Avec Quantum Jelly en 2012, Senni s’est lancé un défi. En utilisant le langage de la musique dance (notamment le son preset « supersaw » sur le synthétiseur emblématique Roland JP-8000), il a pu satisfaire son désir d’expérimentation qu’il qualifie de « trance pointilliste ».

Les propres contradictions de Senni s’ajoutent au puzzle : un percussionniste de formation qui n’utilise pas de batteries, un mélomane sobre qui réinterprète les signaux de la musique ancrée dans la prise de drogues. Chacun de ses albums depuis a affiné cette idée originale.
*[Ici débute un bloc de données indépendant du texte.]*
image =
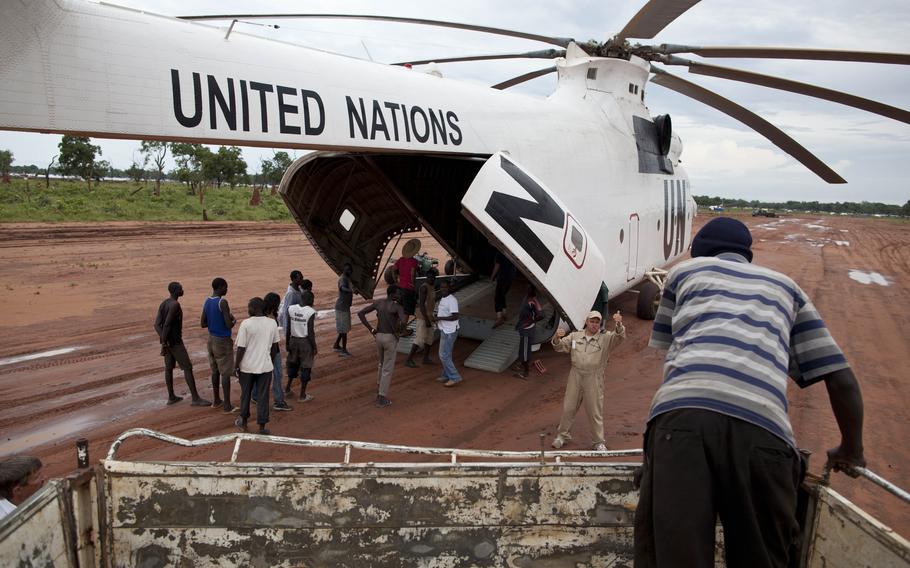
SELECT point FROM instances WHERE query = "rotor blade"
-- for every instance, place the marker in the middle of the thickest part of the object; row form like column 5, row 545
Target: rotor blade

Senni a appris sur la scène, sculpté son son et dévoilé sa relation fluctuante avec la musique dance.

Senni s’est produit ou a créé pour des musées et des événements artistiques, dont Tate Modern, Serpentine et ICA à Londres, la Biennale de Venise en 2109, le centre Pompidou à Paris, Zeis Gross Planetarium à Berlin, Spazio Maiochhi, Gasconade et Fondazione Pirelli Hangar Bicocca à Milan, Empty Gallery à Hong Kong, WWW à Tokyo, Macba à Barcelone, Casa de Musica à Porto, Auditorium Rai (Torino), 1m3 à Lausanne et S.M.A.K. à Ghent.

Il a composé les bandes originales des deux films primés de Yuri Ancarani The Challenge et Da Vinci, du film You Will Be With Us In Paradise d’Isaac Lock, et également la musique pour les chorégraphies de danse de Wayne McGregor (« +/- Human ») et Michele Rizzo (« Higher »).

Lorenzo Senni a sorti des albums via Warp, Editions Mego, Kesh, Boomkat Editions et son propre label Presto?!, qui compte parmi ses artistes Gabor Lazar, Donato Dozzy, Gabber Eleganza, Florian Hecker, Palmistry et DJ Stingray.